Queste note sorgono dalle idee illuminanti del grande agronomo modenese Alfonzo Draghetti i cui precetti sono racchiusi in quel libro-scrigno: Draghetti A. (1948) Principi di Fisiologia dell’Azienda Agraria, Istituto Editoriale Agricolo.
Indurre, preservare, accrescere la fertilità del suolo è l’imperativo categorico primario: per attuarlo non si può prescindere da un sistema colturale che abbia il suo asse portante nella permanenza della copertura vegetale, che esalta al massimo la fertilità integrale del suolo.
Il coltivatore agricolo capace, non deve cercare solo la produttività e il profitto ad ogni costo, ma essere l’artefice e il custode della fertilità del terreno, diventare insomma quello che un altro grande agronomo Giovanni Haussmann, chiamava l’“agricoltore simbionte”, ossia in simbiosi intelligente ed amorevole con ogni organismo vivente che gli sta intorno, suolo, piante, animali.

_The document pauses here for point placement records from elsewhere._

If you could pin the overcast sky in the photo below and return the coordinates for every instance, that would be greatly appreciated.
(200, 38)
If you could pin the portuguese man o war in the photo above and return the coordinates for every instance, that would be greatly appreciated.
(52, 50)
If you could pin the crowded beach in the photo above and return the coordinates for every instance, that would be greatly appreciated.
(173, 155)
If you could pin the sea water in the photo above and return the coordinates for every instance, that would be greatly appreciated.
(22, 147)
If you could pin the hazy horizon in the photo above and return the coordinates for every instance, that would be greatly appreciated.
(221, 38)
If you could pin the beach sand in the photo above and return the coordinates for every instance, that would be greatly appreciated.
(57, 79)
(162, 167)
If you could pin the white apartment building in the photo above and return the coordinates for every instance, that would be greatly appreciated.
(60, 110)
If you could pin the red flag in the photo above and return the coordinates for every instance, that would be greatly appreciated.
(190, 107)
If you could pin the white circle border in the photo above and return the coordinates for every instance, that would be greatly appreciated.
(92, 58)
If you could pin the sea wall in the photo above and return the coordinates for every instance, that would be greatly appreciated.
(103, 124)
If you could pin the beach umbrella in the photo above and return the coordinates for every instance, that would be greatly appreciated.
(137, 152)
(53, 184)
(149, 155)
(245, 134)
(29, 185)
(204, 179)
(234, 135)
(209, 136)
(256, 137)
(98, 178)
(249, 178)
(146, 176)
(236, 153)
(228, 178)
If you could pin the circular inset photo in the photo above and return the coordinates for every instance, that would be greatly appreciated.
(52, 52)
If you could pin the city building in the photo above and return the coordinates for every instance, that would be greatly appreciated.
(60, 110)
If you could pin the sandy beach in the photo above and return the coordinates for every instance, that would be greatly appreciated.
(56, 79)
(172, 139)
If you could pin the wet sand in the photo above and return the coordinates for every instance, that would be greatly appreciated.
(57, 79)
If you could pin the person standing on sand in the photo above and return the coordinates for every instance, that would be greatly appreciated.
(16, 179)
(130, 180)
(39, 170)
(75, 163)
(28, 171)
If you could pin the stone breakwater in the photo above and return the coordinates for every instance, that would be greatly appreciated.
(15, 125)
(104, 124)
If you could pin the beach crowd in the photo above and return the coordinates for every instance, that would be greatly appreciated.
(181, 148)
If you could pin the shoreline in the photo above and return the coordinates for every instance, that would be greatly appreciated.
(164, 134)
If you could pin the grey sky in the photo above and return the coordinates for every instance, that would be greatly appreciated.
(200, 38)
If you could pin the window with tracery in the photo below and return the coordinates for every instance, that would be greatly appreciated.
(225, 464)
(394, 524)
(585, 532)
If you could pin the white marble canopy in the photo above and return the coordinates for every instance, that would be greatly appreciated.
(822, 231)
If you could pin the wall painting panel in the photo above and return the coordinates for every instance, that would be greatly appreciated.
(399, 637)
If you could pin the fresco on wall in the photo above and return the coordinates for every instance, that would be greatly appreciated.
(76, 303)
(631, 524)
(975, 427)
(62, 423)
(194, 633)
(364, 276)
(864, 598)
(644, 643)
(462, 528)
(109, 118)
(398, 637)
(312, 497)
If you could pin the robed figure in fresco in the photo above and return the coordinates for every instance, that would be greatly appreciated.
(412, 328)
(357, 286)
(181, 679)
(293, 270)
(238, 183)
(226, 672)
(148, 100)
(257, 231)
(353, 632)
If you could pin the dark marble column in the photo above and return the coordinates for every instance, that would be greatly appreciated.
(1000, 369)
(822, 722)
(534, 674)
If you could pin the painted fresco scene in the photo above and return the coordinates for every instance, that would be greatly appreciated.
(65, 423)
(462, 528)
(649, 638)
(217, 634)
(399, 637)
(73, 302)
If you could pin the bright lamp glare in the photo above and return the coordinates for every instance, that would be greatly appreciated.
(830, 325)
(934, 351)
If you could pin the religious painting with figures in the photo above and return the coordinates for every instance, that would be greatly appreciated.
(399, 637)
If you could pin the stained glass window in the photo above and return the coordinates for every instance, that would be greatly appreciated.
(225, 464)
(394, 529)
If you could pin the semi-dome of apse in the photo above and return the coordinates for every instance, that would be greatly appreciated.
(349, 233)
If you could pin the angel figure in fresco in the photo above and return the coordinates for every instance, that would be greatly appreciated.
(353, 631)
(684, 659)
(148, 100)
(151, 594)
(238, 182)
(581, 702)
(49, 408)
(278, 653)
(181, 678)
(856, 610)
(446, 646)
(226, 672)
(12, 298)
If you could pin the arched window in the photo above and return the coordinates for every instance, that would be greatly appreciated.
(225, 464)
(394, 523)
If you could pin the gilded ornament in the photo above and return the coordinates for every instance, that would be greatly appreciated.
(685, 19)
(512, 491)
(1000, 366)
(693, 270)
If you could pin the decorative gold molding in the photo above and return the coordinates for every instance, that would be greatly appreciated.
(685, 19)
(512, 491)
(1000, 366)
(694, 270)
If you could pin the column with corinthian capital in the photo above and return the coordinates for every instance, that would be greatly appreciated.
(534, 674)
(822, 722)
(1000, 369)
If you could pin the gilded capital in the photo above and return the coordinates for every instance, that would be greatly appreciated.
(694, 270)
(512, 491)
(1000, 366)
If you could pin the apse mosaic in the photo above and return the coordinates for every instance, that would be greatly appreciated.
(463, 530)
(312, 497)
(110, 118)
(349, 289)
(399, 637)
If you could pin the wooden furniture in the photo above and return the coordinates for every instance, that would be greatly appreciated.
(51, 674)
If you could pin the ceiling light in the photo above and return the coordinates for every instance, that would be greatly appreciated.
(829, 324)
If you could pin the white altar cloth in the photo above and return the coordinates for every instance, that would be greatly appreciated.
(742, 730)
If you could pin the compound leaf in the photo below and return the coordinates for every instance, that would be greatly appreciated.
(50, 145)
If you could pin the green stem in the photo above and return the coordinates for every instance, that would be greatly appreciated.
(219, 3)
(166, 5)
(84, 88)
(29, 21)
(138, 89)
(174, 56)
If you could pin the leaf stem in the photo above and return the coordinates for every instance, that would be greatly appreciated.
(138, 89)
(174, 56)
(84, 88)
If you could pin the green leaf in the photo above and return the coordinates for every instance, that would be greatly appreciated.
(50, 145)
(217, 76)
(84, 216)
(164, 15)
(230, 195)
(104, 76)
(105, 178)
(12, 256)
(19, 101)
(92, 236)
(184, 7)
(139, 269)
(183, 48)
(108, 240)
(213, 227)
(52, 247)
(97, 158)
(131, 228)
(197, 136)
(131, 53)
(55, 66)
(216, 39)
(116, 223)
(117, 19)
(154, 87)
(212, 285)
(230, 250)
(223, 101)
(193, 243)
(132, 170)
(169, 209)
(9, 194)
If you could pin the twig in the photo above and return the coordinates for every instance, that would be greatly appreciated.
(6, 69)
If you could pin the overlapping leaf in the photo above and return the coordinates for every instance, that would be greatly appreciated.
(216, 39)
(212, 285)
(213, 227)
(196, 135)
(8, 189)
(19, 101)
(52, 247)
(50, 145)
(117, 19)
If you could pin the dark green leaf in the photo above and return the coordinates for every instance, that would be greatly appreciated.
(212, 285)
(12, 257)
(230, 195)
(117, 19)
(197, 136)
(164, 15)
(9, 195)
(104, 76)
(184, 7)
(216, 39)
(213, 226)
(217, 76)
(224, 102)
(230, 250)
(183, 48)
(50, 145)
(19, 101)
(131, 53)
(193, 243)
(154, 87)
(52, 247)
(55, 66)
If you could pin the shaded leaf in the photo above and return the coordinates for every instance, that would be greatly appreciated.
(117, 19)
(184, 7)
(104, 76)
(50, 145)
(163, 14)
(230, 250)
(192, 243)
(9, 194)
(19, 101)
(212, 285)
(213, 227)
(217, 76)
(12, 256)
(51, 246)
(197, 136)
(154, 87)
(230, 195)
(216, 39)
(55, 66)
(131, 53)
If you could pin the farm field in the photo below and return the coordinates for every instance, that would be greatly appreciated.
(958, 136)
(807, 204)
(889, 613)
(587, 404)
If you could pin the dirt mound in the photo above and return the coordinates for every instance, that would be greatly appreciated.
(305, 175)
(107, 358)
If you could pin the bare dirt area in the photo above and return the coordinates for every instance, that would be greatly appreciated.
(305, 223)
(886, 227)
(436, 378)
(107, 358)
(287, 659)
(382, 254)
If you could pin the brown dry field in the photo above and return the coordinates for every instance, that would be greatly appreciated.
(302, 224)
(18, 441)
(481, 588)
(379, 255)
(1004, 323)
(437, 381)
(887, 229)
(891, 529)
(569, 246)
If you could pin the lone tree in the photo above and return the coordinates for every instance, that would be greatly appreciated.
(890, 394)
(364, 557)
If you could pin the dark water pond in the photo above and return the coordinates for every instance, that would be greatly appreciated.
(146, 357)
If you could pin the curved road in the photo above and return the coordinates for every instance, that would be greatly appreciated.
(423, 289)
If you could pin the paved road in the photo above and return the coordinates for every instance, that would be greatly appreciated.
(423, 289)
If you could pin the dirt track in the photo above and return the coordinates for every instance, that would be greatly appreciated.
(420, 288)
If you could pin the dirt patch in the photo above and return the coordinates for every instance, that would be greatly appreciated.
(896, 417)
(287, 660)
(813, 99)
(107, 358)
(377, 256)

È triste vedere come nella realtà attuale non poche aziende agricole, ancora si presentano come forme retrograde di organizzazioni di sfruttamento delle risorse naturali, purtroppo non più abbondanti come un tempo e destinate ad esaurirsi, fino al limite dell’abbandono e della desertificazione delle campagne.
La maggior parte delle aziende è invece, più propriamente, agroindustriale, configurabile come organizzazione di trasformazione delle lavorazioni meccaniche e dei concimi di sintesi che trascurano, più o meno, totalmente le risorse endogene potenziali del terreno, le quali, non solo, rimangono in parte o in tutto inutilizzate, ma perdono la funzionalità di organo rigenerante della fertilità.
Rispetto a questi due attuali sistemi di coltivazione – di sfruttamento e di sottoutilizzazione – una terza via attende ancora la sua piena realizzazione, con l’avvio di un’azienda intesa come organismo biologicamente attivo e capace di perennare e massimizzare la capacità simbiotica e vitale di rigenerare nel tempo la propria fertilità.
Urge richiamare l’attenzione ad una rinnovata presa di coscienza del modo di produrre contemporaneo che per altro coincide con la principale problematica ambientale dei nostri tempi, quella dei cambiamenti climatici, alla quale l’agricoltore moderno può, e deve, dare urgenti risposte.